金 日 成

革命烈士の志を受け継いで国の立派な働き手となれ
―万景台革命学院の教職員、学生におこなった演説― 
1948年12月11日 

 私は今日忙しい時間をさいてこの学院を訪問しました。

 わが国が日本帝国主義の植民地から解放されて何年も経っておらず、仕事が山積しているので、近くにいながら思うように訪ねることができませんでした。今後、仕事にもう少しゆとりができれば、その時は時間もさけるし、学院に来る機会も多くなると思います。

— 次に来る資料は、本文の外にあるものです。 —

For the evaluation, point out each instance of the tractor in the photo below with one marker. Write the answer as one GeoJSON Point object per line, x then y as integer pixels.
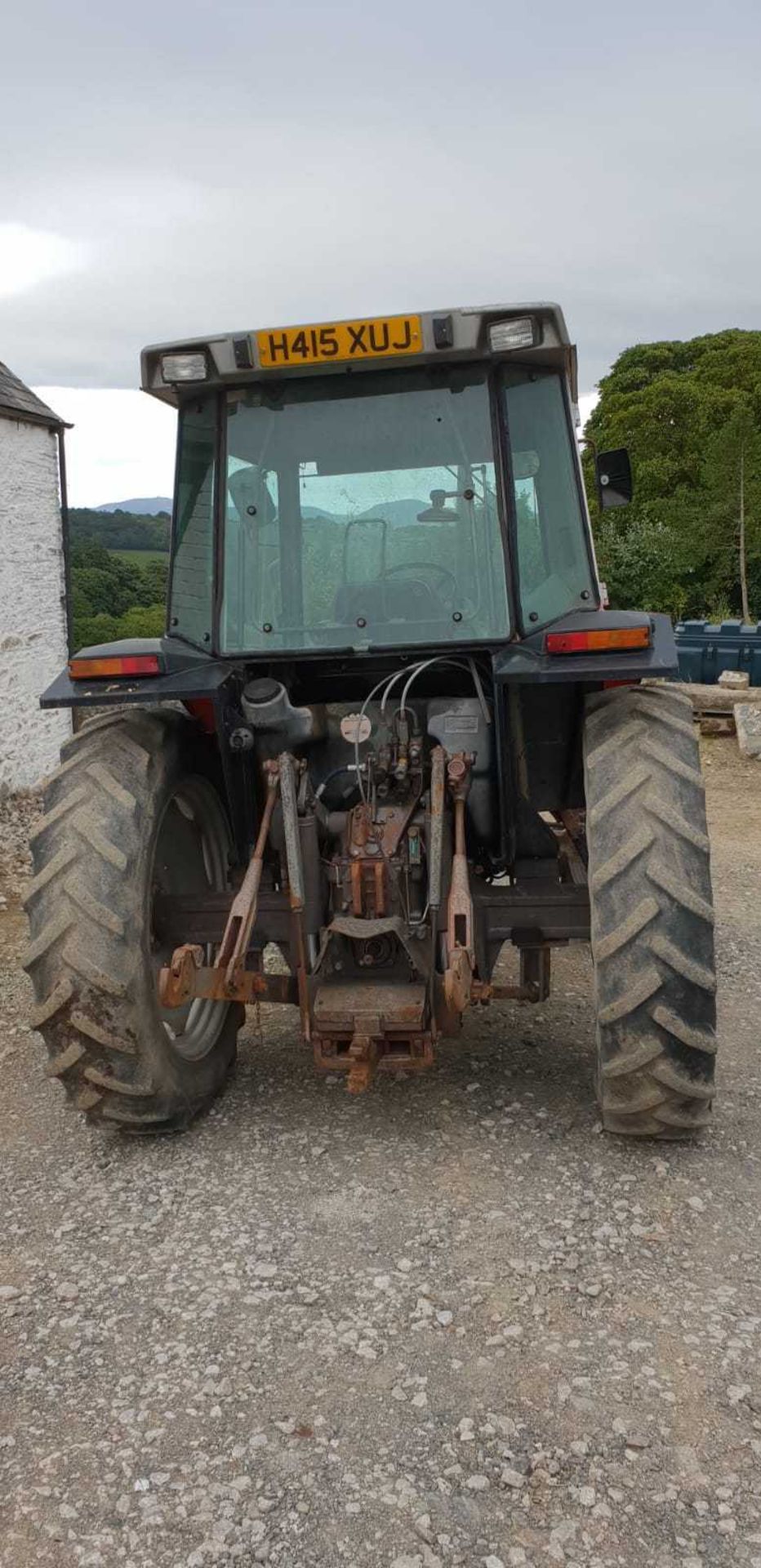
{"type": "Point", "coordinates": [391, 726]}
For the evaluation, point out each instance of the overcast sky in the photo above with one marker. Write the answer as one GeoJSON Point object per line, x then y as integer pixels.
{"type": "Point", "coordinates": [176, 168]}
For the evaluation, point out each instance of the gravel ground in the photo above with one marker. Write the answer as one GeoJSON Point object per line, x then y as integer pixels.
{"type": "Point", "coordinates": [446, 1324]}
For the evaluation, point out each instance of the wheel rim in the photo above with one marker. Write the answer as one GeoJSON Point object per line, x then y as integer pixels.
{"type": "Point", "coordinates": [190, 857]}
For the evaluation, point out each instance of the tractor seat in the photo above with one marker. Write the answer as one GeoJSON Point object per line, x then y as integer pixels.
{"type": "Point", "coordinates": [380, 603]}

 いましがた、私は、中隊別の皆さんの芸術サークル公演を見せてもらいました。以前にも何回か皆さんのサークル公演は見ましたが、今夕の公演は前回よりはるかにまさっています。

 点数をつけるとすれば、上々だとは言えないまでも、普通の水準は越えています。今後、練習に励んで芸術的水準をさらに高めるべきです。この学院は芸術サークル活動も活発におこない、すべての面で他の学校よりすぐれていなくてはなりません。

 私は今日、この機会をかりて皆さんにいくつかお話したいと思います。

 皆さんの両親は、我々とともに白頭山や満州の広野で銃を手にとって凶悪な日本帝国主義とたたかい、祖国の解放を待たずに恨みをのんで先立ちました。皆さんの両親は、祖国が解放されたら、皆さんを勉強させて立派な革命家に育てるよう、私に言い残しました。私はこの遺言が忘れられず、久しい以前から革命家の子弟を勉強させる学院の創設について考えてきました。そして今日、わが党と共和国政府の厚い配慮と人民の真心によって、ここ万景台に革命学院が立派に建てられました。こうして、皆さんの両親の遺言はとうとう実現しました。

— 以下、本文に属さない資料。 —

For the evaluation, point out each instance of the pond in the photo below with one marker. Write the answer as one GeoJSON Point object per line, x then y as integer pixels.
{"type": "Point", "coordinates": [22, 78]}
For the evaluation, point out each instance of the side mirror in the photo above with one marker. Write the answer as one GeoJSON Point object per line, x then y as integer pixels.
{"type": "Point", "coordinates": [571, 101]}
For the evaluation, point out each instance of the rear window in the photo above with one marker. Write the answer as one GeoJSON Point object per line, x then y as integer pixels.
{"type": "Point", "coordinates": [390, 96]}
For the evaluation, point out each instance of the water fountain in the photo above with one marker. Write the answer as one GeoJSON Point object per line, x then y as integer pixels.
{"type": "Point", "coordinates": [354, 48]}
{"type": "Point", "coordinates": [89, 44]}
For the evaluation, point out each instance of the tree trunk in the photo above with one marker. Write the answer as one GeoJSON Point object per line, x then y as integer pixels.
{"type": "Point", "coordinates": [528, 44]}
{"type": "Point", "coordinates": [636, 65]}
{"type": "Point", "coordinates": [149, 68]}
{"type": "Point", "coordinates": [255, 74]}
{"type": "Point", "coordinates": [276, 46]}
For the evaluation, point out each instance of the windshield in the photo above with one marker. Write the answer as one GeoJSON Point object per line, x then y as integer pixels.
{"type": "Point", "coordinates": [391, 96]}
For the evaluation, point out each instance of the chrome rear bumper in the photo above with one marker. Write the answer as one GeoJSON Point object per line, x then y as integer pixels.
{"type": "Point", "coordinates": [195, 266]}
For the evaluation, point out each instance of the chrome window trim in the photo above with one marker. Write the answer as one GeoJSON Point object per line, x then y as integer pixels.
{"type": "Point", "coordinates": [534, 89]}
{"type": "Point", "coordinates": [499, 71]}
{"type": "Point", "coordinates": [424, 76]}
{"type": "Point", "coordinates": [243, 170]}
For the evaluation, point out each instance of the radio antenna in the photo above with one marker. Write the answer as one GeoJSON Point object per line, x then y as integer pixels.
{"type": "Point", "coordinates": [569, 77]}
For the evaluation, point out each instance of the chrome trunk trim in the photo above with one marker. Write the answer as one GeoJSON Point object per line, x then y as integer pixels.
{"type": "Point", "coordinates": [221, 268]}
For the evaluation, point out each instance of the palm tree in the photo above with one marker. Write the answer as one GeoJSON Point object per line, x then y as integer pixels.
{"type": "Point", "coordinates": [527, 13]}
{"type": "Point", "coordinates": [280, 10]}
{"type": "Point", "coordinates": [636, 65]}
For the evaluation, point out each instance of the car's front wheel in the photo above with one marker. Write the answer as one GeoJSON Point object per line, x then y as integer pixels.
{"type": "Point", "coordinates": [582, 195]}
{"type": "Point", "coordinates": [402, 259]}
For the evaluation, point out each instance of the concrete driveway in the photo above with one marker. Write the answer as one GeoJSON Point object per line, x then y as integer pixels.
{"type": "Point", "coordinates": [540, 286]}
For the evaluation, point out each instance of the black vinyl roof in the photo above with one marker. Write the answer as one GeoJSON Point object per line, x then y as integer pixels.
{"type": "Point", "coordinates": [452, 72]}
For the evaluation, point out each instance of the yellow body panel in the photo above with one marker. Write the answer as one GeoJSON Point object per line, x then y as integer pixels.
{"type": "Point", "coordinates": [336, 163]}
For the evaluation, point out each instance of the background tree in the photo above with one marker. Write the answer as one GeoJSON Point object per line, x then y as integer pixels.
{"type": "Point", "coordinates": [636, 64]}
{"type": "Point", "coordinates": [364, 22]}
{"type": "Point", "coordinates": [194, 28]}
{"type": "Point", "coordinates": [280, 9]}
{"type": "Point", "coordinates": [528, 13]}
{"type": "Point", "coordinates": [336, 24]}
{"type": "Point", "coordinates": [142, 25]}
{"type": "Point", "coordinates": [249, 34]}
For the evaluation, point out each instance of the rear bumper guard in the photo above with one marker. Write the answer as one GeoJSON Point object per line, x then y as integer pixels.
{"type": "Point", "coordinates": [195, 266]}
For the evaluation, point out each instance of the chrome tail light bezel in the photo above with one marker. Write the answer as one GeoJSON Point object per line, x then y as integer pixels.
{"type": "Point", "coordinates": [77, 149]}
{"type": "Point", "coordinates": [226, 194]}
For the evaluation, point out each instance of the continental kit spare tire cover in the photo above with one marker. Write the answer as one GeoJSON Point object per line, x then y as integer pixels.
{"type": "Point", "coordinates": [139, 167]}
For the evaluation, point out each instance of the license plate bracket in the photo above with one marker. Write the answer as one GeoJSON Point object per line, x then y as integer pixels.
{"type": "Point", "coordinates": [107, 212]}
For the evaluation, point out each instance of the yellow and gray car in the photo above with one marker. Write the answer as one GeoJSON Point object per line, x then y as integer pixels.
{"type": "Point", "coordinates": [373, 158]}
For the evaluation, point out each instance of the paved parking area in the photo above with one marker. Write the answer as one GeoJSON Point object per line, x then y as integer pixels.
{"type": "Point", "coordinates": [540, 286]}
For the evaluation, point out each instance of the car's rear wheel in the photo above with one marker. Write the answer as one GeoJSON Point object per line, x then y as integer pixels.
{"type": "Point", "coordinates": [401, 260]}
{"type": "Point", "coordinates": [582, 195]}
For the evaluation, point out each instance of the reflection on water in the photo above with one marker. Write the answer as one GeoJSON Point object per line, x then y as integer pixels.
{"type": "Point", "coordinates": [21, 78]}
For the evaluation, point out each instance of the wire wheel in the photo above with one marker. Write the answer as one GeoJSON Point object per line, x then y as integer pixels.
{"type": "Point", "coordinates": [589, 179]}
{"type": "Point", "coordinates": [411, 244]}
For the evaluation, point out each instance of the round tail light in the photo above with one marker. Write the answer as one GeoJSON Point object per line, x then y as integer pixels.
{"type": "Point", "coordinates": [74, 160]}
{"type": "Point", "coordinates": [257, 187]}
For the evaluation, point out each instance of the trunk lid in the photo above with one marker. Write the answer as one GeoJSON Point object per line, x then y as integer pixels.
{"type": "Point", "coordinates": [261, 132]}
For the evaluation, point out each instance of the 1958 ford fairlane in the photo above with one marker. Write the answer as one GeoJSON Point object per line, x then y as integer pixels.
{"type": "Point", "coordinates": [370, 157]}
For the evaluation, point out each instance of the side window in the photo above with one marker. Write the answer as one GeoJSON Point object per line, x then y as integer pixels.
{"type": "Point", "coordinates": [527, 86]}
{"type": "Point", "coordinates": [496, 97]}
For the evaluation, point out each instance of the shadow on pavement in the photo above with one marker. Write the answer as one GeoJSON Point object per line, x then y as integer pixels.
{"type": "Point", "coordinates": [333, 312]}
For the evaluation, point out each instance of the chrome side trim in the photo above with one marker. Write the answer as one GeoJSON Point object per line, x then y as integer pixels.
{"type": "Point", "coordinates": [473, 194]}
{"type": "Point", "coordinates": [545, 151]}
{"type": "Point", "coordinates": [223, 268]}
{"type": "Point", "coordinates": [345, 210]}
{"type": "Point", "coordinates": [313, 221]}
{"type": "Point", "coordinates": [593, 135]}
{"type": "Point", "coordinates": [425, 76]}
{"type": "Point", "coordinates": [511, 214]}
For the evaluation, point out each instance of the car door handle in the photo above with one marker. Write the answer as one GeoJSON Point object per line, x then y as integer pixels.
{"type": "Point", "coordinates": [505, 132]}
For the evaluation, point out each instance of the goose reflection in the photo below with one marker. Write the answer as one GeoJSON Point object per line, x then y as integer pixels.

 私は、革命家の遺児が学院で活発明朗に生活し、新しい知識を思う存分学んでいる姿を見てまたとない喜びを感じます。

 革命家の遺児は、以前は両親が貧しく暮らし、革命に身を投じていたため、金持ちの子どもがなんの不自由もなく学校に通っている時、学ぶことはおろか満足に食べることもできず、ちまたにさまよわざるを得ませんでした。皆さんは、日本帝国主義者からありとあらゆるさげすみを受けました。そのため、今日わが党と共和国政府は革命家の遺児のためにこのように立派な学院を建て、満ちたりた衣食生活をさせて学ばせており、皆さんを掌中の珠のように大切にしているのです。

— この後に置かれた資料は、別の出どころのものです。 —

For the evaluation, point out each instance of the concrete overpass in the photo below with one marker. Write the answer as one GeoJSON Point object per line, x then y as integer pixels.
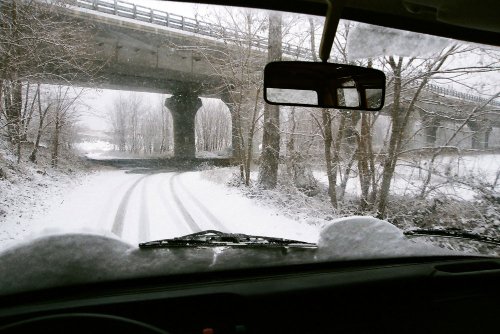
{"type": "Point", "coordinates": [163, 51]}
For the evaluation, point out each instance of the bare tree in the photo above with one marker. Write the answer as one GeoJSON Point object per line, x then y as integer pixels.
{"type": "Point", "coordinates": [269, 160]}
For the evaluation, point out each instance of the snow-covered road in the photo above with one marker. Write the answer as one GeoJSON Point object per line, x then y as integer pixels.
{"type": "Point", "coordinates": [140, 207]}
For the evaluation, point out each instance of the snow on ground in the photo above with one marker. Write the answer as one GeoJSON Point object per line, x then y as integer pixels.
{"type": "Point", "coordinates": [241, 214]}
{"type": "Point", "coordinates": [146, 206]}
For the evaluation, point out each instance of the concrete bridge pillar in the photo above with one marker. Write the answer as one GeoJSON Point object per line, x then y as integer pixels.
{"type": "Point", "coordinates": [183, 107]}
{"type": "Point", "coordinates": [235, 138]}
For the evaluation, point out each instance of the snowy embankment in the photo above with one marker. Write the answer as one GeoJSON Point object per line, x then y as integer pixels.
{"type": "Point", "coordinates": [29, 191]}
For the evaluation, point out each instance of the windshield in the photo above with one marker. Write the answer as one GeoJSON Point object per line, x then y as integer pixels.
{"type": "Point", "coordinates": [129, 122]}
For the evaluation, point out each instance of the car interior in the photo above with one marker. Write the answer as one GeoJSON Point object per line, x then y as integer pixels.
{"type": "Point", "coordinates": [425, 294]}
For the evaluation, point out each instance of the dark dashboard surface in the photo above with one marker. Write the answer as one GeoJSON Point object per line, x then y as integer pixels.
{"type": "Point", "coordinates": [426, 295]}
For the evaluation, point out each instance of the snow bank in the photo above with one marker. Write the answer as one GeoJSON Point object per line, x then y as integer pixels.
{"type": "Point", "coordinates": [66, 259]}
{"type": "Point", "coordinates": [360, 237]}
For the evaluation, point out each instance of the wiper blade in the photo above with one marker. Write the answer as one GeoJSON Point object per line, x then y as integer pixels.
{"type": "Point", "coordinates": [453, 233]}
{"type": "Point", "coordinates": [213, 238]}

 こうした中で、ややもすると、皆さんは安逸をむさぼり、かつての境遇を忘れてしまうようになります。もし、皆さんが自分の過去の境遇を忘れてしまうなら、革命も国も眼中にない人間になってしまうでしょう。

 今、祖国の南半部を占領しているアメリカ帝国主義者は、ひと握りの地主、買弁資本家や親日派、親米派などの民族反逆者を糾合してかいらい政権をつくりあげ、共和国北半部への侵略を企んで戦争準備に狂奔しています。南朝鮮には、皆さんが以前に貧しい暮らしをした時と同じ境遇にある子どもがいまなおたくさんいます。我々は、一日も早く南朝鮮からアメリカ帝国主義者を追い出し、南北の全朝鮮人民が家族のようにむつまじく幸せに暮らせる日を早めなくてはなりません。

 皆さんの両親は、祖国の解放と人民の幸福のために、抗日武装闘争のあの困難な環境のもとにあっても革命闘争を中断せず、最後まで雄々しくたたかいました。革命家の遺児は、このような両親の気高い革命精神を受け継いで不屈の革命家にならなくてはなりません。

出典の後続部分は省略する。